R. Ninguém está fazendo o debate racial direito no BBB, não há uma discussão racial qualificada no programa. Gil [Gilberto Nogueira, doutorando em Economia], por exemplo, que talvez tenha uma leitura mais qualificada, está na espiral do silêncio, não participa do debate porque talvez não sinta que o ambiente é propício para se manifestar, por ser um negro de pele clara. O que existe é uma narrativa preponderante, que é a de Lumena. É a única que está colocando em pauta o debate racial, mas de maneira absolutamente desastrosa. Há um gilbertofreiriano, o Projota, mas que só se posicionou uma vez nesse sentido, quando teve uma conversa em que tentava aconselhar Lucas. Karol Conka não trouxe uma narrativa nesse sentido.
P. O colorismo também apareceu no programa, quando alguns participantes colocaram em xeque a identidade racial de Gilberto, que foi tachado como “sujinho”. De que forma isso reverbera aqui fora?

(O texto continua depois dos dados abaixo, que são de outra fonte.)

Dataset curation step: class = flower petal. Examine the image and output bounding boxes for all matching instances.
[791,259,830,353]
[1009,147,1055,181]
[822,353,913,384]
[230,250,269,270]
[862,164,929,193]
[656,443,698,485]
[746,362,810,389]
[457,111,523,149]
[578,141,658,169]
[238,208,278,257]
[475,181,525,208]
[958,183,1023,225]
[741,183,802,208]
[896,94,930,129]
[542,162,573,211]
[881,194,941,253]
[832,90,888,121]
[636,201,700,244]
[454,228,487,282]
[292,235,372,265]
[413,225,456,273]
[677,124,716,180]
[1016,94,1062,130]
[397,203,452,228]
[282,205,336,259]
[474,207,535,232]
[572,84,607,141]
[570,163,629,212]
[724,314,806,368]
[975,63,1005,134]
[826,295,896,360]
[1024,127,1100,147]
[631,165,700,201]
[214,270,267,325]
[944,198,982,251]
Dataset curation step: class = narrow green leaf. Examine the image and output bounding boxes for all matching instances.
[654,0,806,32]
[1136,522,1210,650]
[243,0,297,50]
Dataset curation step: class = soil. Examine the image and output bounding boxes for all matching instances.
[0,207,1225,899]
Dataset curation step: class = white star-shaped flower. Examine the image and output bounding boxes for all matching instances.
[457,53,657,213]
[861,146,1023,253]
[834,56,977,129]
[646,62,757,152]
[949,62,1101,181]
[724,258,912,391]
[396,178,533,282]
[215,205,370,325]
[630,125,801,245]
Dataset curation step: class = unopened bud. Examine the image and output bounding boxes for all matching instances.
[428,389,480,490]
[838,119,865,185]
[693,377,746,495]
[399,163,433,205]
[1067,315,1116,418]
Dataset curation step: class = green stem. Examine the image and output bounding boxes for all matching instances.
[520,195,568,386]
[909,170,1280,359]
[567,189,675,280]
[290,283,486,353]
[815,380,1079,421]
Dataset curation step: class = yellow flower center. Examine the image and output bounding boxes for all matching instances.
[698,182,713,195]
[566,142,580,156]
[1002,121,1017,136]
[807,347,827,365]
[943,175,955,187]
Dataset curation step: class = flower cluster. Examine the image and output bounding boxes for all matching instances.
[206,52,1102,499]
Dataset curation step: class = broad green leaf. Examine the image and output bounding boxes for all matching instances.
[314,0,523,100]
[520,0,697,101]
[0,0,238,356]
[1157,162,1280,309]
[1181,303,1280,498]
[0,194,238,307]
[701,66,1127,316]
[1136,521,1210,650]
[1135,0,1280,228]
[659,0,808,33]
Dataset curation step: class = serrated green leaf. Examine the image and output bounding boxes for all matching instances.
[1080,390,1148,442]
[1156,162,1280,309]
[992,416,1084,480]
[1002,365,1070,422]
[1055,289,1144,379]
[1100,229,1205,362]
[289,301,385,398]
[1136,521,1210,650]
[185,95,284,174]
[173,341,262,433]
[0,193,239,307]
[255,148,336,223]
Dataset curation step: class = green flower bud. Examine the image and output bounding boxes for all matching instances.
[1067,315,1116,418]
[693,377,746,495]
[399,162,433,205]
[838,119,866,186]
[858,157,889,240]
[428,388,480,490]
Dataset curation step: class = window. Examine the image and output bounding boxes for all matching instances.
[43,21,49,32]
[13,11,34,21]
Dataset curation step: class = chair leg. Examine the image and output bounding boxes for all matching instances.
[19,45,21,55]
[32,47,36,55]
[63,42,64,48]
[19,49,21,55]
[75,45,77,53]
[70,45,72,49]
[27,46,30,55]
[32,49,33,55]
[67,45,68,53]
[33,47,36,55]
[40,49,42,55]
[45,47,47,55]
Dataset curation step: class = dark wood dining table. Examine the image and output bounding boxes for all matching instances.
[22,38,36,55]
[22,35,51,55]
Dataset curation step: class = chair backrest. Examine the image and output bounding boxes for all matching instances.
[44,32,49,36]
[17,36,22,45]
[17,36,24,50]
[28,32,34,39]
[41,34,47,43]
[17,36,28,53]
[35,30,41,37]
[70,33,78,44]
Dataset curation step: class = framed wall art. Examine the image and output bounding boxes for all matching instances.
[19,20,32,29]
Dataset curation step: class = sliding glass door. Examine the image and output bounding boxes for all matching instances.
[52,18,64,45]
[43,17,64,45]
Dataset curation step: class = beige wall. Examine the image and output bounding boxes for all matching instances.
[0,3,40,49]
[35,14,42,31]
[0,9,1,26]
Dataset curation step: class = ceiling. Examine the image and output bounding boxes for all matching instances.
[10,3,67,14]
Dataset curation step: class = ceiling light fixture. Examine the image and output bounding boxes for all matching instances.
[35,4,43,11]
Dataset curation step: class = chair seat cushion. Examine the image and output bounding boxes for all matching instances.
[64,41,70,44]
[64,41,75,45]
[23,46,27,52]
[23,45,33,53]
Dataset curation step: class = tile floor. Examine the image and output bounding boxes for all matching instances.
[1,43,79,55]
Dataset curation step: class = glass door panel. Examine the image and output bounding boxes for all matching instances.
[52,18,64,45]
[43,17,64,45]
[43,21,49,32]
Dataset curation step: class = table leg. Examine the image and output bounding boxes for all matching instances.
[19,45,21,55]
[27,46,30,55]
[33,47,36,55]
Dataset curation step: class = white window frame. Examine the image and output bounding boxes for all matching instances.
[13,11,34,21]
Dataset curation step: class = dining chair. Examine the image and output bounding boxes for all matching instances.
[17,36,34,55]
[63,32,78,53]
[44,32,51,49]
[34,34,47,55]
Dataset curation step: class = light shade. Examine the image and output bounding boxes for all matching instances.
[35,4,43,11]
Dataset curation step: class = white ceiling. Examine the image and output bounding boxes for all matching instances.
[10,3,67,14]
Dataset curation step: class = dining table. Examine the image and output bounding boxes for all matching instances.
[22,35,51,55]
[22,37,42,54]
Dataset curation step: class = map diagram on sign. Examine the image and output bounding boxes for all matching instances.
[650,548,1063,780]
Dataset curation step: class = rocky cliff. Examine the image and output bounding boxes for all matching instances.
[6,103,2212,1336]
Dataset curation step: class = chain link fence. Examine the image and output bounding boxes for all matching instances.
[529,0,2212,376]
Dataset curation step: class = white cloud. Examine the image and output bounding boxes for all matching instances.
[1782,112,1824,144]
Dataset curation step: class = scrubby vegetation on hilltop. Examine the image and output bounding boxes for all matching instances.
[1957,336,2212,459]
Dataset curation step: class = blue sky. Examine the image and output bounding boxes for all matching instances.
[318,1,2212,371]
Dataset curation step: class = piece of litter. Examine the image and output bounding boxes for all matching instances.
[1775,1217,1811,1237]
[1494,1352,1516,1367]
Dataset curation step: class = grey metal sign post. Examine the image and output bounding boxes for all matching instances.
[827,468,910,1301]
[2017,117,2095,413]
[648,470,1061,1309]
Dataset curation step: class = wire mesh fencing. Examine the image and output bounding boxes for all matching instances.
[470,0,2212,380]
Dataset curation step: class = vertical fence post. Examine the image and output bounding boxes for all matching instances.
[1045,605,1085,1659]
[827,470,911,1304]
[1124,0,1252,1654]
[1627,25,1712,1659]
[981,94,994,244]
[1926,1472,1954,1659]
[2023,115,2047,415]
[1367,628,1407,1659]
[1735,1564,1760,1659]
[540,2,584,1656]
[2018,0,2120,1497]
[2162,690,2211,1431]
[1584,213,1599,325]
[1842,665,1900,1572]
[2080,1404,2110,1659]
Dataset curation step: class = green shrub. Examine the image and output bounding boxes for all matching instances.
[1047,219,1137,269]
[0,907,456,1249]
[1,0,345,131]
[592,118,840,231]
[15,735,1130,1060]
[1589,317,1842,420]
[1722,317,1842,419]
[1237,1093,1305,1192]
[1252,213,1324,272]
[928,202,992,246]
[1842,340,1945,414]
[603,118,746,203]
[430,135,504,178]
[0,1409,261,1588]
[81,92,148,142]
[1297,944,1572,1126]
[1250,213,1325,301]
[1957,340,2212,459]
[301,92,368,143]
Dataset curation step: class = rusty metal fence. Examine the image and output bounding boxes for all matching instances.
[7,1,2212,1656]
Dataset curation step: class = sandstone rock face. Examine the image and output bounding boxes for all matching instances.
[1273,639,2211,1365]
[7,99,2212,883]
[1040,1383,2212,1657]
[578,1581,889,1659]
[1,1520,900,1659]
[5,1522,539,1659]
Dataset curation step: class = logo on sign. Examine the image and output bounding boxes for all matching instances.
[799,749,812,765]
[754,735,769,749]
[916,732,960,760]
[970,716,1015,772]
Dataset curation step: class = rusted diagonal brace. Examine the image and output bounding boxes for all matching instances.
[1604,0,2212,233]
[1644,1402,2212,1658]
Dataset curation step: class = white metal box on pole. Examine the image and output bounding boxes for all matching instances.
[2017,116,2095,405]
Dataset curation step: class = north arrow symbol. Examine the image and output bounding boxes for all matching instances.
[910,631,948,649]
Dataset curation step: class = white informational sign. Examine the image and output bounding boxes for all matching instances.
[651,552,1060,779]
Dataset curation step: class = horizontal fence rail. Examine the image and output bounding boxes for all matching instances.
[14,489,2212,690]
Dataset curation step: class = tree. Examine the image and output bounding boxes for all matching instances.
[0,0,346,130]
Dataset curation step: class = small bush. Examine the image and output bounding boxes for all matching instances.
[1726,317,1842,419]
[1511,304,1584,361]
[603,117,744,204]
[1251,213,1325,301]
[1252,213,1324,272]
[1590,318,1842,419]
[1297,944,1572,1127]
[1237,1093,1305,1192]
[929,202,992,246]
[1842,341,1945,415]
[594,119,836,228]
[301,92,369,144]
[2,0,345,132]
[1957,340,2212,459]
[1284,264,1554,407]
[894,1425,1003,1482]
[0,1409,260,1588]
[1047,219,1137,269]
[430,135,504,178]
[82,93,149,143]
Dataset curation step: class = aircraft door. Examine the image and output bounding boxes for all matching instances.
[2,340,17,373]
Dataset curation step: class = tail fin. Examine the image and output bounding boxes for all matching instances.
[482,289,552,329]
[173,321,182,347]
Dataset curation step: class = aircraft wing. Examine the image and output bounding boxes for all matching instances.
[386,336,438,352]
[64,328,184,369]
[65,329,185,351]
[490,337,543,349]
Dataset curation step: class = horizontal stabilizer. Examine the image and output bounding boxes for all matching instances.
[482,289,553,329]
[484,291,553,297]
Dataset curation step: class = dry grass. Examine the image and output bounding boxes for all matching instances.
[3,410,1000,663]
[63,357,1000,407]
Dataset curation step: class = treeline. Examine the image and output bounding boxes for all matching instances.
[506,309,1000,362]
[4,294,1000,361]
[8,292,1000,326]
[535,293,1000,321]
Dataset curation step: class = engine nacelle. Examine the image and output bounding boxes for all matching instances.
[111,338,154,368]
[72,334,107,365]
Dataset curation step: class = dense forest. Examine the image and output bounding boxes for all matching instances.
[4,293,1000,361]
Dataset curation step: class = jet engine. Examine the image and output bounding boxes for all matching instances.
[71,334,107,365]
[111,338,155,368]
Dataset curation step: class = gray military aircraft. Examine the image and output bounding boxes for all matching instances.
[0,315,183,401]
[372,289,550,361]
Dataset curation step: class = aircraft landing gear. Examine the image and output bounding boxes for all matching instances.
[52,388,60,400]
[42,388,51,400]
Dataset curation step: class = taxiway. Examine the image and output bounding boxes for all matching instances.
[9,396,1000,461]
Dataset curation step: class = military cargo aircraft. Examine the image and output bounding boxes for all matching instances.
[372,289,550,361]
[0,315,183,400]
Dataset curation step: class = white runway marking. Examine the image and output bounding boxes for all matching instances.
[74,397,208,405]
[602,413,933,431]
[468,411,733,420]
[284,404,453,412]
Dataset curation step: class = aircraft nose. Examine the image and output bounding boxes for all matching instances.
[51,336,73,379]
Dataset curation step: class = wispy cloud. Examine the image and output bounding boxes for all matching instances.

P. Não é só o fenótipo que informa a nossa raça, mas, principalmente para pessoas negras de pele clara, é o racismo que informa a identidade racial de uma pessoa. A maior prova de que Gilberto é negro é ter justamente alguém chamando ele de “sujinho”. É uma retórica autoexplicativa. Só pessoas negras são submetidas a esse tipo de violência. O debate da pigmentocracia, da mestiçagem e do que significa ser ou não ser negro no Brasil deve ser feito com cartas na mesa, com olho no olho, se ela feita de maneira a diminuir outra pessoa, isso só mostra que essa própria circunstância é produto do racismo.
P. Há uma coletivização dos equívocos individuais de pessoas negras?
R. As pessoas estão loucas para ser racistas, elas só precisam de uma justificativa plausível para isso. E a justificativa, nos últimos dias, têm sido as posturas equivocadas e violentas de parte do elenco negro do BBB. Essas posturas estão autorizando um conjunto de manifestações do racismo na internet. Por mais que eu discorde da postura desses participantes, jamais permitirei que eles sejam chamados de “macaco”. Uma pessoa desempenhando o papel de capitão-do-mato não é o maior problema da luta antirracista. O problema é quando isso vira opinião coletiva e aí a gente vê, por exemplo, gente criticando Lumena com o mesmo tom que ela usa, o mesmo autoritarismo violento.
Sobre o isolamento de Lucas, por exemplo, quase ninguém fez uma reflexão sobre auto ódio, sobre a possibilidade de que a implicância com ele seja fruto de um processo de rejeição a um espelho que se quer negar. Porque, em alguma medida, quase todos ali já foram Lucas, um jovem negro periférico que está tateando ainda nos debates, que ainda erra muito, que traz um conjunto de dores. É um processo mais perverso que não deixa de violentar também os corpos das próprias pessoas que estão ali como algozes. Vivemos a cultura do ódio e do cancelamento, por isso é até difícil fazer uma leitura dessas sem ser chamada de passadora de pano.
P. Na edição de 2020, Thelma e Babu já pautaram várias discussões sobre vivências negras em um país como o Brasil, mas mal podiam (ou se sentiam à vontade para) usar a palavra “racismo”. Há algo de positivo para o debate antirracista no BBB 21?
R. Todo processo cultural que vivemos é importante. Não usaria a palavra “positivo”, mas esse o que esse BBB 21 traz de lição é evidenciar que ferramentas como esse programa jamais poderão ser instrumentos de emancipação do nosso povo. Outra coisa é mostrar que não basta estarmos nos espaços, porque ocupar é importante, mas é preciso fazer isso com estratégias coletivas. O programa mostrou que paridade racial nem sempre é sobre o combate ao racismo.